One polling expert working for Republican challenger Mitt Romney dismissed the convention bump as a "sugar-high" that would dissolve once the harsh realities of the president's failed economic policies have sunk back in.
But a CNN/ORC survey of likely voters gave Obama 52% of the vote compared to 46% for Romney, who also fell behind in August in terms of fundraising, the first time he has trailed in the cash race since April.
A Gallup seven-day tracking poll out on Monday also showed Obama ahead, with a five percentage point cushion, while another post-convention survey gave the Democratic incumbent a 5% lead in the key battleground of Ohio.
The candidates were tied at 48% support in the previous CNN/ORC poll, conducted before last week's three-day convention in Charlotte, North Carolina, at which Obama was formally nominated for a second term.

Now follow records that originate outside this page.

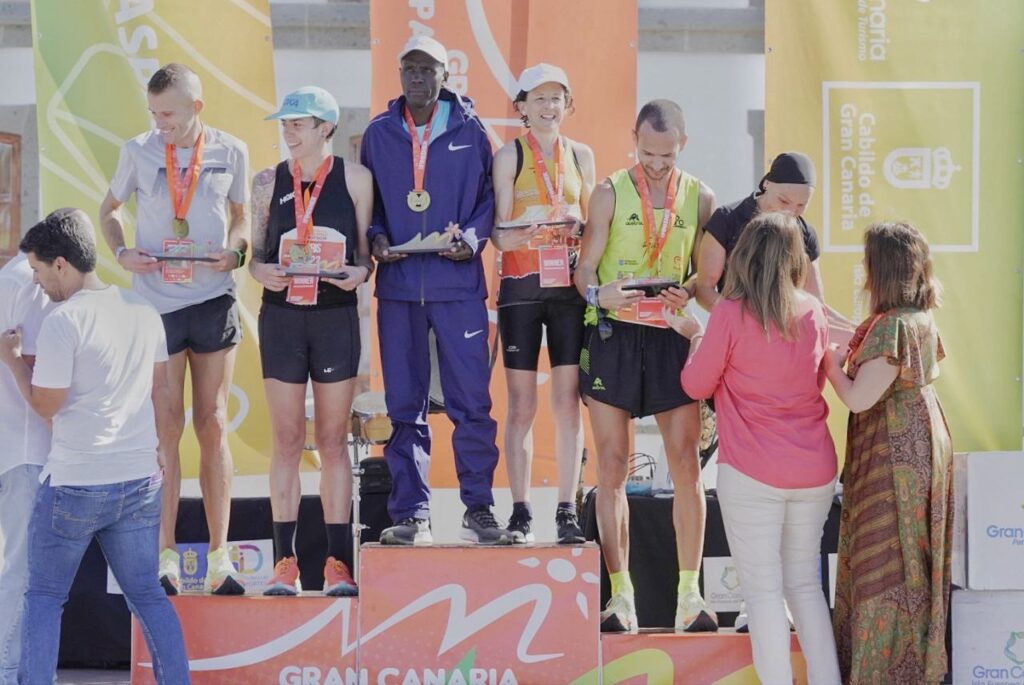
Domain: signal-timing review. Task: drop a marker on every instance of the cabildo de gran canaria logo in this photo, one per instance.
(1012, 533)
(1004, 674)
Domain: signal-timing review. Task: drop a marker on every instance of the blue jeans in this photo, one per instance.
(17, 493)
(125, 518)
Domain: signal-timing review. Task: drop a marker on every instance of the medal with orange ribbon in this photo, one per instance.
(418, 199)
(182, 189)
(654, 242)
(306, 201)
(552, 193)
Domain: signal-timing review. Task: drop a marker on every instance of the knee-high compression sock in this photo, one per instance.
(688, 583)
(284, 540)
(622, 584)
(339, 542)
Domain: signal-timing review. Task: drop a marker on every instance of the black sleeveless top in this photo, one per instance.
(334, 210)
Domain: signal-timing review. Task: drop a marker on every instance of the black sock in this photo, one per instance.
(339, 542)
(284, 540)
(523, 509)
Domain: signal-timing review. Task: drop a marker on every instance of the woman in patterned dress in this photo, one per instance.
(895, 541)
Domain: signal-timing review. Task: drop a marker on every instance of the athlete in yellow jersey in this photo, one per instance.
(542, 175)
(644, 222)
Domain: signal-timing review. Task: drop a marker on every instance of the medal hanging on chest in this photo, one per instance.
(418, 199)
(182, 189)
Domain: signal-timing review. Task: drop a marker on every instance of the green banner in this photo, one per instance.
(913, 110)
(92, 60)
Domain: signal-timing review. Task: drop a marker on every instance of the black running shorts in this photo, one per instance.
(521, 328)
(637, 369)
(203, 328)
(298, 344)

At the convention's finale, Obama shed the soaring rhetoric he used four years ago and portrayed himself as battle-hardened, demanding patience from an electorate he said faced the starkest choice in a generation.
Reassuring donors
Former president Bill Clinton's speech the night before, defending Obama's handling of the economy and drawing stark contrasts with the top-down approach of the Republicans, was widely seen as having given him an important lift.
Hours before the results of the CNN/ORC poll were known, Romney's team was already seeking to reassure donors and supporters, issuing a "State of the Race" bulletin that betrayed nerves in the campaign.

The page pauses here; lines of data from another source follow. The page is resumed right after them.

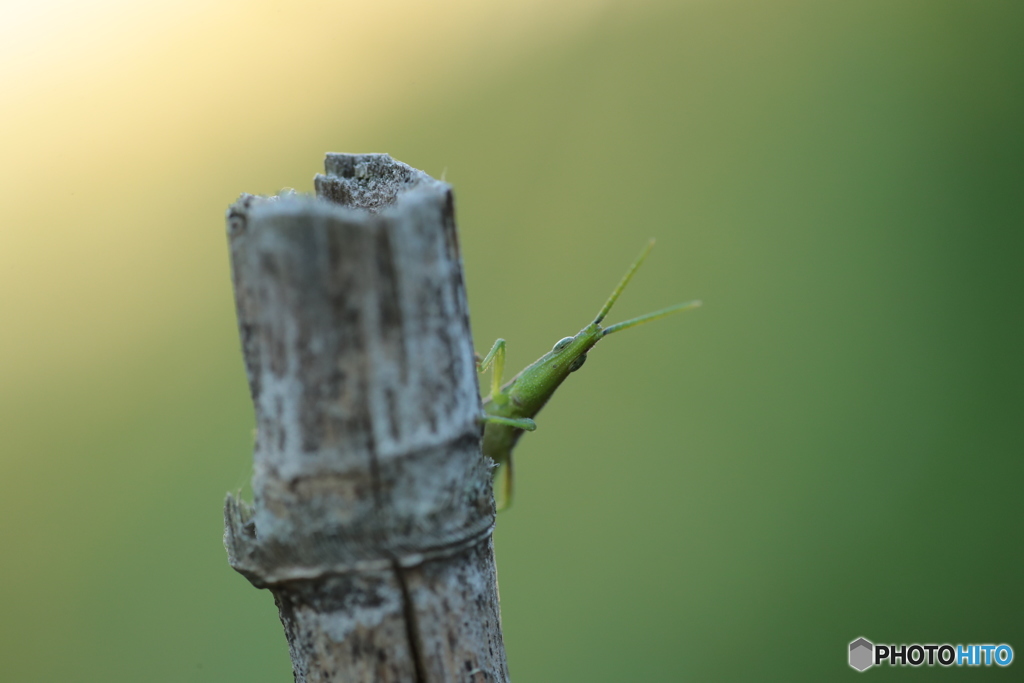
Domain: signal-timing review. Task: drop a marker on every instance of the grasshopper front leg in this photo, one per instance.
(495, 359)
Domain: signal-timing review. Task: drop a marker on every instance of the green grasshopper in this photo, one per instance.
(509, 411)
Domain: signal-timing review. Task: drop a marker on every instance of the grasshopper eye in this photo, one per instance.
(578, 364)
(562, 343)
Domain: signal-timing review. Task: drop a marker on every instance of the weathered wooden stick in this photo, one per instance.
(373, 512)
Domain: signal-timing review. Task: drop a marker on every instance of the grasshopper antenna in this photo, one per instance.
(642, 318)
(650, 316)
(623, 283)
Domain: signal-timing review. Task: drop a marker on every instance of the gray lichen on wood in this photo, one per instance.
(373, 510)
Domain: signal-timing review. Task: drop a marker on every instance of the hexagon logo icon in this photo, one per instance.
(861, 651)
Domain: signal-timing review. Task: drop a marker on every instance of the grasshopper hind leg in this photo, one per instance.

"Don't get too worked up about the latest polling. While some voters will feel a bit of a sugar-high from the conventions, the basic structure of the race has not changed significantly," said Romney pollster Neil Newhouse.
"The reality of the Obama economy will reassert itself as the ultimate downfall of the Obama presidency, and Mitt Romney will win this race," his missive went on to say.

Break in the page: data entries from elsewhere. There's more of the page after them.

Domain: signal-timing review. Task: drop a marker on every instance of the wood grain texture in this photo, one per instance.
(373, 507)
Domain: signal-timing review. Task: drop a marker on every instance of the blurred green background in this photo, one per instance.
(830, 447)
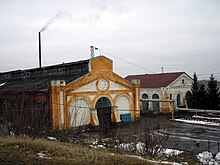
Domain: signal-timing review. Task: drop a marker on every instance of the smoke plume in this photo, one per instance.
(60, 14)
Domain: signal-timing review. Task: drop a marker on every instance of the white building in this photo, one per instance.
(156, 89)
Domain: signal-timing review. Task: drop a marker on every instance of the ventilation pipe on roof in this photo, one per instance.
(92, 51)
(39, 50)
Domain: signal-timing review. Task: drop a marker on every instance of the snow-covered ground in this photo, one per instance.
(207, 158)
(204, 117)
(197, 122)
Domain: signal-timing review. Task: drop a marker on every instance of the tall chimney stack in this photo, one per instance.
(39, 50)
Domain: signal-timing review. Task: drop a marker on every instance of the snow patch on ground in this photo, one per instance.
(42, 155)
(139, 148)
(198, 122)
(170, 152)
(51, 138)
(157, 162)
(2, 84)
(207, 158)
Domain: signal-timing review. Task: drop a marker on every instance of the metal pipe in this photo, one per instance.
(39, 50)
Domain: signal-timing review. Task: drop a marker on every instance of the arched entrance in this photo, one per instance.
(188, 97)
(156, 104)
(145, 103)
(80, 113)
(178, 100)
(103, 106)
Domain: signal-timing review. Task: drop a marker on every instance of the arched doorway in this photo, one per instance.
(156, 104)
(80, 113)
(103, 106)
(145, 103)
(187, 97)
(178, 100)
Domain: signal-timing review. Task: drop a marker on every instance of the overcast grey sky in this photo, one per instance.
(140, 36)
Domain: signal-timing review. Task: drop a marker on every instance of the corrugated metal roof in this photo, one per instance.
(155, 80)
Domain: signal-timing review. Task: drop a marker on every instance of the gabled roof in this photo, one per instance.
(155, 80)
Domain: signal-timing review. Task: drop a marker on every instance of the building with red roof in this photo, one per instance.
(157, 89)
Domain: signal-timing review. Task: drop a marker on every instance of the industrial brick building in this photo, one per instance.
(157, 89)
(69, 95)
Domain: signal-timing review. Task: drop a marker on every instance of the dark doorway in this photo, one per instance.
(145, 103)
(156, 104)
(103, 106)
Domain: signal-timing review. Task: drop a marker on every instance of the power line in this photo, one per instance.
(127, 61)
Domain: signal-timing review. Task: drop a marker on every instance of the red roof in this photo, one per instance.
(155, 80)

Newhouse argued that Romney was still the preferred candidate on the crucial issue of the economy and that all the signs pointed to a tight race in which the former Massachusetts governor had a money advantage.
The message was seen as an attempt to shore up support for the Republican candidate after some disappointing polls and after Obama outraised Romney in August by $114m to $111m.
Romney mum on numbers
Newhouse said Romney's supporters were more enthusiastic and that the campaign had crossed a 20 million volunteer threshold as they deploy an all-out "Ground Game" across the key swing states in the 6 November election.
"Mitt Romney will be the next president," he insisted.
"The outcome of this race will ultimately be determined in favour of governor Romney because he has the better leadership skills, the better record, and the better vision for where he wants to take the country."
Speaking at a campaign event later on Monday in Ohio, Romney made no mention of the disappointing poll numbers as he hammered Obama over his stewardship of the economy - insisting again on Obama's weak record on job creation.
While some parts of the US economy have begun to show signs of life, and the stock market has more than recovered since the crash that struck shortly before Obama's election, unemployment remains doggedly high, above 8%.
"We know what would happen if he were re-elected, we'd see more years of high unemployment, we'd see more years of massive deficits, we'd see more years of almost no wage growth in this country," Romney said.
Upcoming debates
"We'd see more years of a nation at the cusp of the kind of crisis you're seeing in Europe. We're forewarned and that's why we're not going to re-elect this man," he blasted.
Obama had no campaign events planned on Monday.
The all-important first presidential debate between Obama and Romney in Denver, Colorado is now less than a month away on 3 October. The rivals will hold two more face-offs on 16 October and 22 October.
Vice President Joe Biden and Romney running mate Paul Ryan hold a one-off debate on 11 October.